I had to replace a bad hard drive in a Linux box recently and I thought perhaps I’d detail the procedure I used. This particular box uses software raid, so there are a few extra steps to getting the drive up and running.
Normally when a hard drive fails, you lose any data on it. This is, of course, why we back things up. In my case, I have two drives in a raid level 1 configuration. There are a number of raid levels that dictate various states of redundancy (or lack thereof in the instance of level 0). The raid levels are as follows (Copied from Wikipedia):
- RAID 0: Striped Set
- RAID 1: Mirrored Set
- RAID 3/4: Striped with Dedicated Parity
- RAID 5: Striped Set with Distributed Parity
- RAID 6: Striped Set with Dual Distributed Parity
There are additional raid levels for nested raid as well as some non-standard raid levels. For more information on those, see the Wikipedia article referenced above.
The hard drive in my case failed in kind of a weird way. Only one of the partitions on the drive was malfunctioning. Upon booting the server, however, the bios complained about the drive being bad. So, better safe than sorry, I replaced the drive.
Raid level 1 is a mirrored raid. As with most raid levels, the hard drives being raided should be identical. It is possible to use different models and sizes in the same raid, but there are drawbacks such as a reduction in speed, possible increased failure rates, wasted space, etc. Replacing a drive in a mirrored raid is pretty straightforward. After identifying the problem drive, I physically removed the faulty drive and replaced it with a new one.
The secondary drive was the failed drive, so this replacement was pretty easy. In the case of a primary drive failure, it’s easiest to move the secondary drive into the primary slot before replacing the failed drive.
Once the new drive has been installed, boot the system up and it should load up your favorite Linux distro. The system should boot normally with a few errors regarding the degraded raid state.

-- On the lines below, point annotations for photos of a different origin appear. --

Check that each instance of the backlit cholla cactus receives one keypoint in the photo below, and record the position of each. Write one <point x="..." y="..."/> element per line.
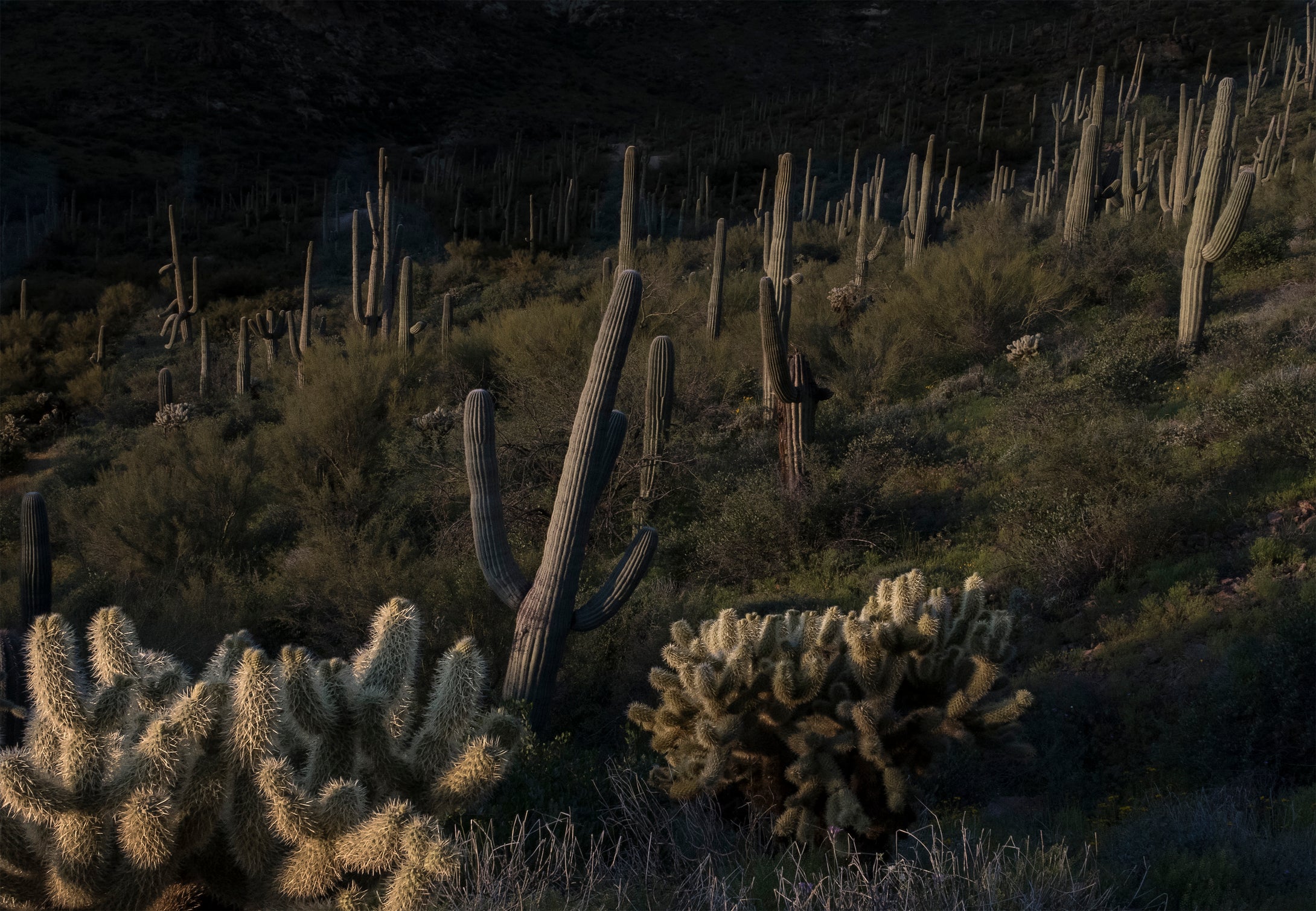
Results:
<point x="825" y="718"/>
<point x="173" y="415"/>
<point x="264" y="785"/>
<point x="1024" y="349"/>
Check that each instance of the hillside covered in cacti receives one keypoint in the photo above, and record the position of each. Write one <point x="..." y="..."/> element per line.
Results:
<point x="747" y="456"/>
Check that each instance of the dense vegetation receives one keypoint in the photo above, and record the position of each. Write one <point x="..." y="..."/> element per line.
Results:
<point x="1140" y="508"/>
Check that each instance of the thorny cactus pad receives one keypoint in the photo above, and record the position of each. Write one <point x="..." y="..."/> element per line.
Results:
<point x="825" y="718"/>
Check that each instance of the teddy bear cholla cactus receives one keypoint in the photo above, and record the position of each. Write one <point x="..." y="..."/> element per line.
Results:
<point x="1024" y="349"/>
<point x="823" y="717"/>
<point x="266" y="782"/>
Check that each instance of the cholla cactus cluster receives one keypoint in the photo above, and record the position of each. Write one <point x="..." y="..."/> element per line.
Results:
<point x="264" y="784"/>
<point x="173" y="415"/>
<point x="1024" y="349"/>
<point x="825" y="718"/>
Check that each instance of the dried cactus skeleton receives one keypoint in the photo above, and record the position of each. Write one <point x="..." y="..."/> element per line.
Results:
<point x="824" y="718"/>
<point x="265" y="782"/>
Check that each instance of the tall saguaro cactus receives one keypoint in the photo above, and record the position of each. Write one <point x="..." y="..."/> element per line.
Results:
<point x="1212" y="231"/>
<point x="546" y="610"/>
<point x="659" y="401"/>
<point x="715" y="287"/>
<point x="794" y="390"/>
<point x="778" y="258"/>
<point x="33" y="558"/>
<point x="627" y="243"/>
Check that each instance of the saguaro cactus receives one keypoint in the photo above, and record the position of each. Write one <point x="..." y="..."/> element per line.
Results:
<point x="715" y="287"/>
<point x="546" y="609"/>
<point x="1212" y="231"/>
<point x="164" y="389"/>
<point x="778" y="258"/>
<point x="272" y="327"/>
<point x="178" y="315"/>
<point x="794" y="390"/>
<point x="627" y="243"/>
<point x="33" y="558"/>
<point x="305" y="301"/>
<point x="244" y="372"/>
<point x="659" y="401"/>
<point x="206" y="361"/>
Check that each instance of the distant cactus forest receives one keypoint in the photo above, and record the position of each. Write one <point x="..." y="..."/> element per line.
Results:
<point x="589" y="455"/>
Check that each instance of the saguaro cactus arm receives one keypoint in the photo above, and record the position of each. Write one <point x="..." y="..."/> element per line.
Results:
<point x="493" y="549"/>
<point x="620" y="585"/>
<point x="1231" y="217"/>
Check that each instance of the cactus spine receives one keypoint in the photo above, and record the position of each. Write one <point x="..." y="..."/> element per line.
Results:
<point x="659" y="401"/>
<point x="1214" y="229"/>
<point x="244" y="370"/>
<point x="627" y="243"/>
<point x="715" y="289"/>
<point x="546" y="609"/>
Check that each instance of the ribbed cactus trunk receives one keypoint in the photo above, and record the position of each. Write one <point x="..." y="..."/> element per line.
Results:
<point x="627" y="243"/>
<point x="546" y="609"/>
<point x="715" y="287"/>
<point x="778" y="263"/>
<point x="164" y="389"/>
<point x="1212" y="231"/>
<point x="33" y="558"/>
<point x="659" y="399"/>
<point x="795" y="392"/>
<point x="304" y="341"/>
<point x="1078" y="205"/>
<point x="244" y="372"/>
<point x="404" y="337"/>
<point x="922" y="224"/>
<point x="445" y="324"/>
<point x="204" y="380"/>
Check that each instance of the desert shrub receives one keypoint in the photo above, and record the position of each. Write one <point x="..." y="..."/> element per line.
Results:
<point x="177" y="503"/>
<point x="1129" y="357"/>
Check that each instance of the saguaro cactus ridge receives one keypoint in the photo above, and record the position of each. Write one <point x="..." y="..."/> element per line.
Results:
<point x="1214" y="229"/>
<point x="546" y="609"/>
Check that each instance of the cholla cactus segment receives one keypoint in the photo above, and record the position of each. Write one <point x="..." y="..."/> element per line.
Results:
<point x="1024" y="349"/>
<point x="171" y="417"/>
<point x="136" y="788"/>
<point x="827" y="719"/>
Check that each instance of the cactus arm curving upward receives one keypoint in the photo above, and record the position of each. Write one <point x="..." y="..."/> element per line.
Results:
<point x="774" y="347"/>
<point x="620" y="584"/>
<point x="493" y="549"/>
<point x="659" y="397"/>
<point x="544" y="618"/>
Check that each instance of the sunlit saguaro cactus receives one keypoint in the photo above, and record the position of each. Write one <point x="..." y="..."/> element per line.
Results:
<point x="1215" y="219"/>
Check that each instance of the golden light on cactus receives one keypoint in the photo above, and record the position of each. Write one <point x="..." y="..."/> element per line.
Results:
<point x="800" y="710"/>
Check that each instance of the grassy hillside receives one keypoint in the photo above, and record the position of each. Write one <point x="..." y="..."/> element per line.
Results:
<point x="1144" y="511"/>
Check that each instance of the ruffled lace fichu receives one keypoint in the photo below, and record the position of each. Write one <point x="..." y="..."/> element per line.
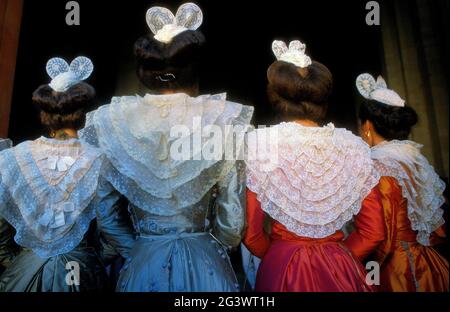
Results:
<point x="317" y="181"/>
<point x="5" y="143"/>
<point x="48" y="193"/>
<point x="421" y="186"/>
<point x="135" y="134"/>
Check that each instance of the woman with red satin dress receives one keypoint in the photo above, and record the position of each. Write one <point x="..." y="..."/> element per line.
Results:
<point x="400" y="233"/>
<point x="309" y="179"/>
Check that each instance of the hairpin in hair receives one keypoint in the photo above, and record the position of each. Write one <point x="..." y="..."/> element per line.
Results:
<point x="295" y="54"/>
<point x="65" y="76"/>
<point x="165" y="26"/>
<point x="168" y="77"/>
<point x="378" y="90"/>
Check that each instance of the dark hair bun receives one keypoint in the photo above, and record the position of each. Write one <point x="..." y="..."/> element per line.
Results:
<point x="392" y="123"/>
<point x="184" y="48"/>
<point x="300" y="92"/>
<point x="64" y="109"/>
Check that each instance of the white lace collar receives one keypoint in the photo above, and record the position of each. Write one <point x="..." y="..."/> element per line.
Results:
<point x="318" y="180"/>
<point x="5" y="143"/>
<point x="134" y="133"/>
<point x="46" y="187"/>
<point x="420" y="184"/>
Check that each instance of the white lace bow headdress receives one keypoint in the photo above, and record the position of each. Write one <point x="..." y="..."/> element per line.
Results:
<point x="294" y="54"/>
<point x="378" y="90"/>
<point x="65" y="76"/>
<point x="166" y="26"/>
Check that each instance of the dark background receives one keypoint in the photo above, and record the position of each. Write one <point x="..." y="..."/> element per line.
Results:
<point x="239" y="36"/>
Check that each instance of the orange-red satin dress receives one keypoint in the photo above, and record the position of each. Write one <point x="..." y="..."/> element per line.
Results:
<point x="298" y="264"/>
<point x="384" y="233"/>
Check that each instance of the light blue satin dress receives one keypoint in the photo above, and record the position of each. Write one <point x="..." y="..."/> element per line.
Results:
<point x="188" y="214"/>
<point x="55" y="197"/>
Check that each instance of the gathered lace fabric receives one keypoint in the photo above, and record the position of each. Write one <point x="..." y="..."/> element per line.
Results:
<point x="137" y="135"/>
<point x="48" y="192"/>
<point x="5" y="143"/>
<point x="310" y="179"/>
<point x="420" y="184"/>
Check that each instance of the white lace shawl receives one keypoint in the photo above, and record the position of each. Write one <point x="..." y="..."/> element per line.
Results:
<point x="134" y="133"/>
<point x="318" y="180"/>
<point x="47" y="192"/>
<point x="421" y="186"/>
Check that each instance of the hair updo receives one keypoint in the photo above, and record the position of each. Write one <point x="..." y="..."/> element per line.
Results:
<point x="169" y="66"/>
<point x="64" y="110"/>
<point x="390" y="122"/>
<point x="299" y="93"/>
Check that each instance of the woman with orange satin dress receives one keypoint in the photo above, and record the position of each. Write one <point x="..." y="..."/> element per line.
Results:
<point x="399" y="236"/>
<point x="310" y="179"/>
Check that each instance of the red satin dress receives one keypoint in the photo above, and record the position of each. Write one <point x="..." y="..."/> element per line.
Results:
<point x="299" y="264"/>
<point x="384" y="233"/>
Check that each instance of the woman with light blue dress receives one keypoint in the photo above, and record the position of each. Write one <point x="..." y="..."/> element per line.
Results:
<point x="52" y="192"/>
<point x="187" y="207"/>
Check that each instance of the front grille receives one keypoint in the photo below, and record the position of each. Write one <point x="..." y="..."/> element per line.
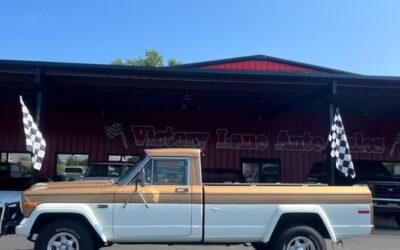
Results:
<point x="387" y="190"/>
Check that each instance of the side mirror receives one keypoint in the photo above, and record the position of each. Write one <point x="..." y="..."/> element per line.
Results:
<point x="141" y="178"/>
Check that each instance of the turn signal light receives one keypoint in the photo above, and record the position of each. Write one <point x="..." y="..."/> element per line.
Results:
<point x="30" y="205"/>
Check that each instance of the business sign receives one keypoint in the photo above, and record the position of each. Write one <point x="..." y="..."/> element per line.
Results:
<point x="150" y="137"/>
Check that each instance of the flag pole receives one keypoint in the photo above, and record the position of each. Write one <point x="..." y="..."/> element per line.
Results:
<point x="330" y="162"/>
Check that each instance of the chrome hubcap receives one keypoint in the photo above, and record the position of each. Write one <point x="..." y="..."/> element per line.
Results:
<point x="301" y="243"/>
<point x="63" y="241"/>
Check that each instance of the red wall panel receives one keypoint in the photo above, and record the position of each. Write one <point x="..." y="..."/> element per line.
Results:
<point x="76" y="129"/>
<point x="259" y="66"/>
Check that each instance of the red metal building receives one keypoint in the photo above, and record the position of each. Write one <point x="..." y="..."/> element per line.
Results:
<point x="249" y="111"/>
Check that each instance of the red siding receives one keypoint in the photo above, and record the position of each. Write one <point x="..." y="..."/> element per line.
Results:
<point x="257" y="65"/>
<point x="81" y="130"/>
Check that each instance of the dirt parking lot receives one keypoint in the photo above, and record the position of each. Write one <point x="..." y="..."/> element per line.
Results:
<point x="385" y="237"/>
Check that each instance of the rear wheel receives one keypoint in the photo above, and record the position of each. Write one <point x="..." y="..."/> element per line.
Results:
<point x="64" y="235"/>
<point x="260" y="246"/>
<point x="300" y="238"/>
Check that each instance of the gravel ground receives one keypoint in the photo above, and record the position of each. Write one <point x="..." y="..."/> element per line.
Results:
<point x="385" y="237"/>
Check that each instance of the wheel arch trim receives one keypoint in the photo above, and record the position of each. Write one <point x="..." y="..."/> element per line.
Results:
<point x="27" y="224"/>
<point x="298" y="209"/>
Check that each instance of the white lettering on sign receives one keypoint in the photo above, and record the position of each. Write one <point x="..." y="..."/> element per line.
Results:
<point x="240" y="141"/>
<point x="361" y="144"/>
<point x="147" y="136"/>
<point x="304" y="142"/>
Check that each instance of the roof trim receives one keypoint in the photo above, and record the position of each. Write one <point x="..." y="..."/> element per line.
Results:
<point x="261" y="58"/>
<point x="104" y="69"/>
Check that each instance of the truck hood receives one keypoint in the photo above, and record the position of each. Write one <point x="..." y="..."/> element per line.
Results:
<point x="9" y="196"/>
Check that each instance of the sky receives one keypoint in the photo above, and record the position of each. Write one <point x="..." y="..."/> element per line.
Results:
<point x="361" y="36"/>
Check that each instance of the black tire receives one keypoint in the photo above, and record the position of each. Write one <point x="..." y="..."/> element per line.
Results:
<point x="68" y="228"/>
<point x="260" y="246"/>
<point x="305" y="234"/>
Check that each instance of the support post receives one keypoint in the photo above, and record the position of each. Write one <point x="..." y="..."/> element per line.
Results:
<point x="40" y="83"/>
<point x="331" y="112"/>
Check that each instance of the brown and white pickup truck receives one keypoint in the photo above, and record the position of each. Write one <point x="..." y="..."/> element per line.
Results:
<point x="162" y="200"/>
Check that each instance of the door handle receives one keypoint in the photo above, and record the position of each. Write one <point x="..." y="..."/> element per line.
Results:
<point x="182" y="190"/>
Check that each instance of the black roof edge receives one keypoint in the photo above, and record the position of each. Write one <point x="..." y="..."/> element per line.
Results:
<point x="68" y="68"/>
<point x="262" y="58"/>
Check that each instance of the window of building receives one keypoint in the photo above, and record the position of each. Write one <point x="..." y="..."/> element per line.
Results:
<point x="124" y="158"/>
<point x="15" y="165"/>
<point x="71" y="167"/>
<point x="167" y="172"/>
<point x="392" y="167"/>
<point x="261" y="170"/>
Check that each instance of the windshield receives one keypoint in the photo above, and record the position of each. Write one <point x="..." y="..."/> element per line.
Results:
<point x="127" y="174"/>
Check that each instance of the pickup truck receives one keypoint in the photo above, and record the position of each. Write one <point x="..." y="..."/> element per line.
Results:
<point x="384" y="186"/>
<point x="162" y="201"/>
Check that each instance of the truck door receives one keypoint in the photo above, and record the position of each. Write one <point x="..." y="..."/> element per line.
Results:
<point x="159" y="211"/>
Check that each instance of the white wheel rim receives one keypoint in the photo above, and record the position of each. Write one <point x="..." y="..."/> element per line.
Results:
<point x="63" y="241"/>
<point x="301" y="243"/>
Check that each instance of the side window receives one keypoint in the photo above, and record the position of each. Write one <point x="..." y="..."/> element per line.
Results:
<point x="166" y="172"/>
<point x="170" y="172"/>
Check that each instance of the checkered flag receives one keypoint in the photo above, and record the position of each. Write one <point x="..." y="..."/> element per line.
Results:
<point x="10" y="158"/>
<point x="395" y="143"/>
<point x="114" y="130"/>
<point x="340" y="147"/>
<point x="35" y="142"/>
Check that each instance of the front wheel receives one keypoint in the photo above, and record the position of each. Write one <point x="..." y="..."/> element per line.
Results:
<point x="300" y="237"/>
<point x="64" y="234"/>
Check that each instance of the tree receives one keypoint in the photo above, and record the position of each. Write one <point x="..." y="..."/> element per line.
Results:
<point x="152" y="58"/>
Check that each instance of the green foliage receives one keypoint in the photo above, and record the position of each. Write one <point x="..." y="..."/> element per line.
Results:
<point x="152" y="58"/>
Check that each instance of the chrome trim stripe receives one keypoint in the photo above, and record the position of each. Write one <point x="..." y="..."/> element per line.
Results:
<point x="383" y="199"/>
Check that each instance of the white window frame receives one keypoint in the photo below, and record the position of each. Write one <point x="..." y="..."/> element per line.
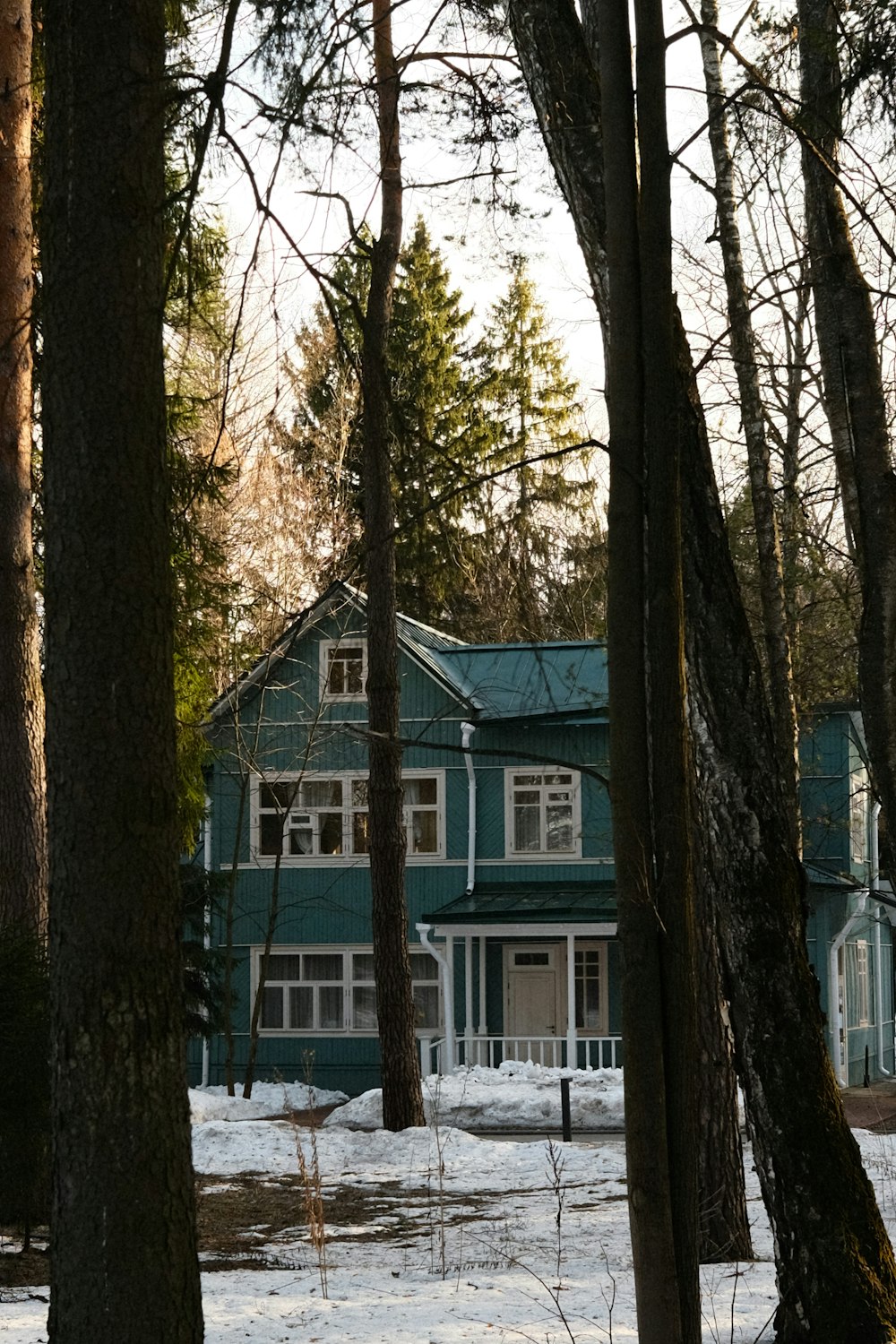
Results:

After the system has booted, login to the system and use fdisk to partition the new drive. Make sure you set the drive IDs back to Linux raid. When finished, the partition table will look something like this :
Device Boot Start End Blocks Id System /dev/hdb1 * 1 26 208813+ fd Linux raid autodetect /dev/hdb2 27 3850 30716280 fd Linux raid autodetect /dev/hdb3 3851 5125 10241437+ fd Linux raid autodetect /dev/hdb4 5126 19457 115121790 f W95 Ext'd (LBA) /dev/hdb5 5126 6400 10241406 fd Linux raid autodetect /dev/hdb6 6401 7037 5116671 fd Linux raid autodetect /dev/hdb7 7038 7164 1020096 82 Linux swap /dev/hdb8 7165 19457 98743491 fd Linux raid autodetect
Once the partitions have been set up, you need to format the drive with a filesystem. This is a pretty painless process depending on your filesystem of choice. I happen to be using ext3 as my filesystem, so I use the mke2fs program to format the drive. To format an ext3 partition use the following command (This command, as well as the commands that follow, need to be run as root, so be sure to use sudo.) :
mke2fs -j /dev/hdb1
Once all of the drives have been formatted you can move on to creating the swap partition. This is done using the mkswap program as follows :
mkswap /dev/hdb7
Once the swap drive has been formatted, activate it so the system can use it. The swapon command achieves this goal :
swapon -a /dev/hdb7
And finally you can add the drives to the raid using mdadm. mdadm is a single command with a plethora of uses. It builds, monitors, and alters raid arrays. To add a drive to the array use the following :
mdadm -a /dev/md1 /dev/hdb1
And that’s all there is to it. If you’d like to watch the array rebuild itself, about as much fun as watching paint dry, you can do the following :
watch cat /proc/mdstat
And that’s all there is to it. Software raid has come a long way and it’s quite stable these days. I’ve been happily running it on my Linux machines for several years now. It works well when hardware raid is not available or as a cheaper solution. I’m quite happy with the performance and reliability of software raid and I definitely recommend it.